As a rabbi and spiritual mentor, it pains me greatly to see the current behavior and large divide and polarization of this magnificent country. What went wrong? And as a nation, where do we go from here? As I so often say, when there is an issue we must go back and revisit the roots. We must delve into our past, our foundations, in order to see the right way forward.
Since its founding in 1776, the timeless and noble foundation of the United States of America is the principle of E Pluribus Unum, from the many, one.
This nation is the first ever in history to be built on the universal principles that all men and women are created equal and endowed with inalienable rights, which include freedom of religion, speech, press, assembly, and petition, even if it’s a minority opinion. At the same time, what makes the country so unique is the balance between personal freedoms and the greater good. As diverse (pluribus) as we may be, we are also united as one (unum).
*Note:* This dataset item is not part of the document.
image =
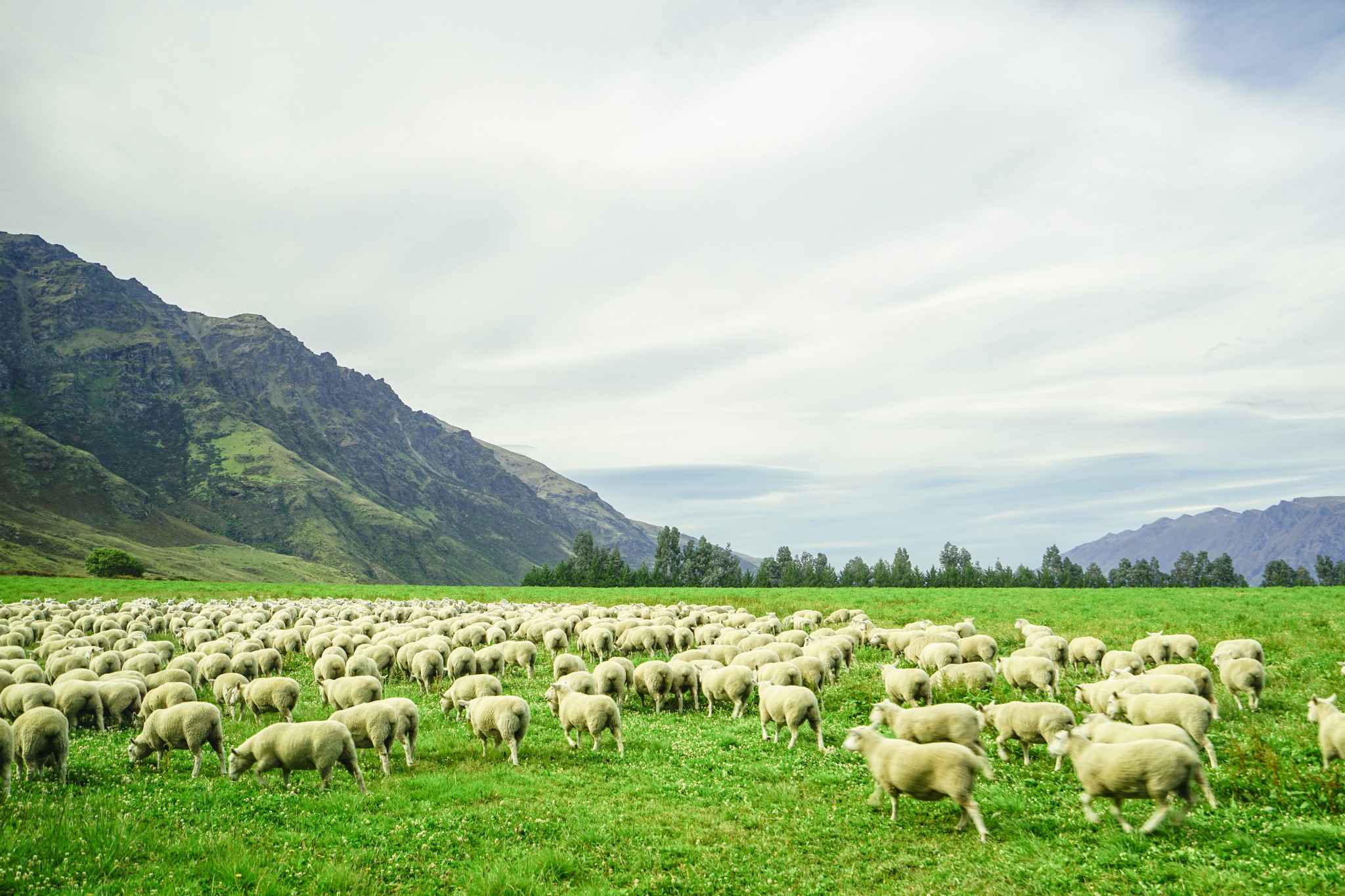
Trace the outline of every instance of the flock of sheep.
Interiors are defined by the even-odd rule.
[[[870,803],[886,794],[893,819],[902,794],[947,798],[962,807],[958,830],[970,821],[986,840],[972,797],[978,774],[994,776],[981,742],[986,728],[995,732],[1002,760],[1010,759],[1010,740],[1020,743],[1024,764],[1033,744],[1056,756],[1057,771],[1068,756],[1084,813],[1095,823],[1095,799],[1111,801],[1126,832],[1123,801],[1154,801],[1142,833],[1170,811],[1180,822],[1196,803],[1196,787],[1216,805],[1198,754],[1204,750],[1217,767],[1208,737],[1219,720],[1215,677],[1239,711],[1243,697],[1256,711],[1266,686],[1259,642],[1219,642],[1212,672],[1196,662],[1200,645],[1190,635],[1150,633],[1130,650],[1108,650],[1099,638],[1067,641],[1028,619],[1014,627],[1025,646],[1003,656],[970,618],[881,629],[851,610],[780,618],[683,603],[23,602],[0,606],[0,793],[9,795],[12,763],[27,779],[51,766],[65,783],[70,732],[85,719],[100,729],[139,727],[128,748],[132,762],[157,755],[163,768],[171,751],[188,750],[196,776],[208,747],[221,774],[234,780],[249,768],[258,780],[280,768],[285,783],[292,771],[316,770],[325,789],[339,764],[364,793],[359,750],[377,751],[385,775],[397,744],[406,766],[416,764],[421,709],[406,697],[383,696],[390,676],[414,682],[425,696],[438,695],[445,721],[449,713],[465,716],[483,755],[495,744],[516,766],[531,707],[506,695],[504,681],[507,673],[531,678],[542,650],[553,678],[545,699],[570,747],[586,735],[599,750],[609,732],[624,752],[621,707],[632,695],[655,713],[674,700],[678,712],[689,701],[698,711],[703,700],[707,716],[720,703],[732,705],[734,719],[748,712],[755,695],[763,739],[773,724],[775,742],[787,729],[792,748],[808,727],[818,750],[829,752],[823,690],[850,669],[858,647],[869,646],[892,654],[880,666],[888,699],[874,704],[870,725],[849,731],[843,747],[863,756],[876,782]],[[334,711],[328,719],[293,721],[301,688],[281,674],[286,656],[312,661],[320,699]],[[1081,720],[1059,703],[1065,666],[1081,673],[1073,699],[1091,709]],[[1001,678],[1020,696],[1045,699],[935,703],[940,692],[985,690]],[[200,699],[207,688],[213,701]],[[252,713],[258,724],[270,715],[278,721],[226,758],[226,712],[231,719]],[[1128,724],[1115,721],[1118,716]],[[1314,696],[1307,717],[1318,725],[1323,767],[1345,758],[1345,715],[1336,696]],[[882,727],[893,736],[884,736]]]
Despite our individual viewpoints, we come together as one unified nation.
This challenging balance is upheld by our system of justice, ruled by law and order, in which everyone has a right to turn to for recourse. This is the only way to resolve a difference of opinions in a civil way, keeping intact and respecting the integrity of every individual while preserving the good of the whole. This fundamental respect for individual rights while standing united, includes how presidential elections are won, lost, and the appropriate way to express one’s grievance using the legal channels and the court of law. Therefore, while everyone has a right to peaceful protest, it is reckless behavior, whether coming from Republicans or Democrats, to attempt creating change outside of the established systems and legal infrastructure of our country. This undermines faith in our system and the institutions we ourselves put into place to govern us.
These kinds of decisions should not, and cannot be made in the streets but rather through the proper channels and courts of law.As far as the current demonstrations in Washington DC, the country held a presidential election, with President Biden coming out the winner. If anyone wishes to challenge that they need to turn to the courts — not to the masses, nor the media, nor social media — and present their evidence, allowing the impartial justice system to determine the issue on the merits.
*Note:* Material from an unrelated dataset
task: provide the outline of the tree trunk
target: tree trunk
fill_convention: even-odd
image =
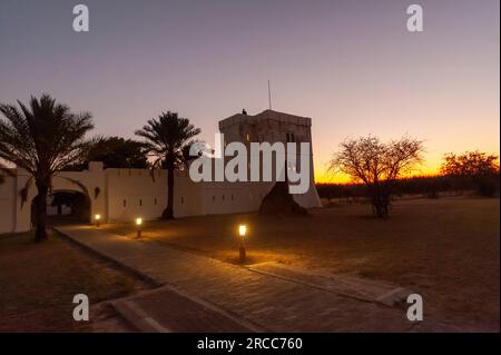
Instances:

This rule applies across the board and across both aisles. Just as those who were upset with the 2016 election of Donald Trump, could not simply rely on hearsay and conspiracy theories of Russian collusion, but required real and objective evidence, the same is now. The only way to challenge an election is not through unsubstantiated assertions, but by turning to the courts, and accepting the outcome whether you like it or not.
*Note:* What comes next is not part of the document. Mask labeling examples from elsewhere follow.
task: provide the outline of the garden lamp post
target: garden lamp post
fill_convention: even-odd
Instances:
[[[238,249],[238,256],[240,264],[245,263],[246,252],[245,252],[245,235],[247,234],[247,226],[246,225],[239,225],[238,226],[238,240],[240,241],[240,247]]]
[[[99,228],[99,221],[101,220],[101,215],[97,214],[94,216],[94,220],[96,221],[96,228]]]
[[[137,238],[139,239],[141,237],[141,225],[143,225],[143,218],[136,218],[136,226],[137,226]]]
The success of this country depends on us all supporting these founding principles, acknowledging that we can express ourselves and our opinions while not undermining the legal system and structure. That is a dangerous road to tread.
As a rabbi and spiritual mentor, I call on all people, regardless of background, religion, race or political persuasion to use this upheaval as a wake up call. Let us all declare that we are all created equal, that E Pluribus Unum. Despite our differences, let us connect and unite like never before.
Let us remember that we are all the children of God and respect each other’s differences while appreciating that we are all part of one union.
Let us do everything in our power to not be part of the problem, but part of the solution. Reach out to your neighbor, to a stranger, extend a loving hand. Listen and respectfully agree to disagree if you have differing thoughts. We are all on the same team, we all want a prosperous, safe, progressive country where we can live in peace and harmony.
Together let us use this unprecedented time to create a pandemic of goodness, kindness and unity. The future is in our hands. How will we react?